FIGURE 9. — **Effect of phosphorylation on the inhibition of Na,K-ATPase activity by cardiotonic steroids.** Hydrolytic activity (20 °C) of enzyme following preincubation for various time periods with 1 μm ouabain (○), ouabagenin (□), or anthroyl ouabain (△) and either Mg²⁺ alone (5 mm), or Mg²⁺ (5 mm) plus P_i (1 mm). The data were fitted with a monoexponential function. The observed rate constants (k_obs) and relative inhibition of the fits in the presence of only Mg²⁺ (*gray curves*) were: ouabain, 0.019 ± 0.004 s⁻¹ and 8.5%; OG, 0.025 ± 0.005 and 10.3%; AO, 0.024 ± 0.006 s⁻¹ and 11.0%. In the presence of both Mg²⁺ and P_i (*black curves*) the fitting parameters were: ouabain, 0.013 ± 0.001 s⁻¹ and 40.0%; OG, 0.022 ± 0.003 s⁻¹, and 24.4%; AO, 0.016 ± 0.002 s⁻¹, and 40.0%.

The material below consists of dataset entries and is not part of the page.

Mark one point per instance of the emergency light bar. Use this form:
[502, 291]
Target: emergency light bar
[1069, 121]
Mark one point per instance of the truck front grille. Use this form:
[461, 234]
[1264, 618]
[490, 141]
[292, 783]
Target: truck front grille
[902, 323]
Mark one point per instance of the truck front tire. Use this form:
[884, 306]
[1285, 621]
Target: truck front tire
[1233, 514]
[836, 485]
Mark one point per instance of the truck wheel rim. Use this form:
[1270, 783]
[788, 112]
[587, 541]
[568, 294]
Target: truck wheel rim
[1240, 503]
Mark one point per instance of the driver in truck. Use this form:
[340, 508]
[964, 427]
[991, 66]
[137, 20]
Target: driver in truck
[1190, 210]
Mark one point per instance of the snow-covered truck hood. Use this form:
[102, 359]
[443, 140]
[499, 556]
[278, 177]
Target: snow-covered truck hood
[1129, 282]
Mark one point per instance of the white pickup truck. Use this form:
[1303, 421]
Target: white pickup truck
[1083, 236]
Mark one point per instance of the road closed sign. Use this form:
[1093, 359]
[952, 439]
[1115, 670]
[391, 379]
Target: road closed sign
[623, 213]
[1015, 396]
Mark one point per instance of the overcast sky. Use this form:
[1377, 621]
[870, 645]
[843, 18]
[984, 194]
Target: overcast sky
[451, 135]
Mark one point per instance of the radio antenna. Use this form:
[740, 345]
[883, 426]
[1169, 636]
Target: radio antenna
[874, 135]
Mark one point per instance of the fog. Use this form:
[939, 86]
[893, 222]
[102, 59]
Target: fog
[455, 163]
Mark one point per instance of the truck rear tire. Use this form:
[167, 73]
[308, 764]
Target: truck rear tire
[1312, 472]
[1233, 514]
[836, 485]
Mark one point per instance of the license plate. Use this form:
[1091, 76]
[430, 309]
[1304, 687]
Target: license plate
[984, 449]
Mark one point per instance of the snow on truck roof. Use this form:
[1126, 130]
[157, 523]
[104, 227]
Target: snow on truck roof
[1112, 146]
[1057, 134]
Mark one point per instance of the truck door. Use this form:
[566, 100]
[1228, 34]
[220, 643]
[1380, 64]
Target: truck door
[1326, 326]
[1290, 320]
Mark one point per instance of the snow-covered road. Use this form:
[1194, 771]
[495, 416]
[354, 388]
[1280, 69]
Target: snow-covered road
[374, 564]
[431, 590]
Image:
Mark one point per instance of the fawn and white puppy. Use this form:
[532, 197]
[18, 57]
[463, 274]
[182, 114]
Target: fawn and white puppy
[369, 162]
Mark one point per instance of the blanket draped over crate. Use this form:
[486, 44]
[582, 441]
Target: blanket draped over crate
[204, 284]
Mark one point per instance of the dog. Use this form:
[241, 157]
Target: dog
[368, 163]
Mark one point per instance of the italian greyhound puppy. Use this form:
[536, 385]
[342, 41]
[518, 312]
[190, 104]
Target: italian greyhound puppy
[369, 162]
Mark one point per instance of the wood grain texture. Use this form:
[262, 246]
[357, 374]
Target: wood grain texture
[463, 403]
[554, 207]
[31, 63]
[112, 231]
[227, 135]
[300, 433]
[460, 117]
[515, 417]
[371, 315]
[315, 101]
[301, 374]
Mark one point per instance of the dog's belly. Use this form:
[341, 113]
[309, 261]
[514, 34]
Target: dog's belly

Reactivation of Enzyme Activity after Inhibition with Metal Fluorides

Reactivation of Na,K-ATPase activity stabilized in the E·MgF_x form by high Na⁺ concentrations has previously been demonstrated to be a very slow process with a rate constant of about 3·10⁻³ s⁻¹ at 37 °C and 150 mm NaCl independent of ATP, Mg²⁺, and pH, but antagonized by K⁺ (10). In the present investigation reactivation of the enzyme stabilized by various metal fluorides was followed by addition of 150 mm NaCl at 23 °C and pH 7.5. As seen from Fig. 10A the reactivations followed single exponentials (black curves) with pseudo first order rate constants that varied between 1.4·10⁻³ and 28·10⁻³ s⁻¹ depending on the metal fluoride (Table 2). Reactivation of the enzyme treated with BeF_x was the fastest followed by AlF_x- and AlF_x·ADP-treated enzyme. Inhibition by MgF_x was only very slowly relieved by Na⁺ reactivation. In all cases Na⁺ reactivation of the metal fluoride-treated enzyme activity was complete. Inclusion of Mg²⁺ (5 mm) during incubation with BeSO₄ or AlCl₃, as used for SERCA (4, 5, 36), decelerated reactivation of Na,K-ATPase by 150 mm Na⁺ by a factor of ∼20 (not shown), probably due to formation of enzyme with bound MgF_x. If the enzyme was inhibited by the same metal fluorides, but with KF instead of NaF as the fluoride donor, the reactivations were much lower (gray curves), except for the BeF_x-treated enzyme, indicating that when K⁺ is bound or occluded the release of the metal fluoride was impeded. This could indicate that in the presence of bound or occluded K⁺ the thermal fluctuations in the cytoplasmic and transmembrane domains are more restricted than when the cation binding sites are unoccupied. In Fig. 10B the activity for enzyme reacted with the various metal fluorides after reactivation for 60 min is shown as a function of the Na⁺ concentration. Reactivation of E·MgF_x was clearly much less sensitive to Na⁺ than the other metal fluoride complexes, with K_0.5 values of ∼89 mm. It was also clearly sigmoid with a n_H ∼2. The very high Na⁺ affinity for reactivation of the E·AlF_x·ADP form supports the hypothesis that the conformation is E1P-like.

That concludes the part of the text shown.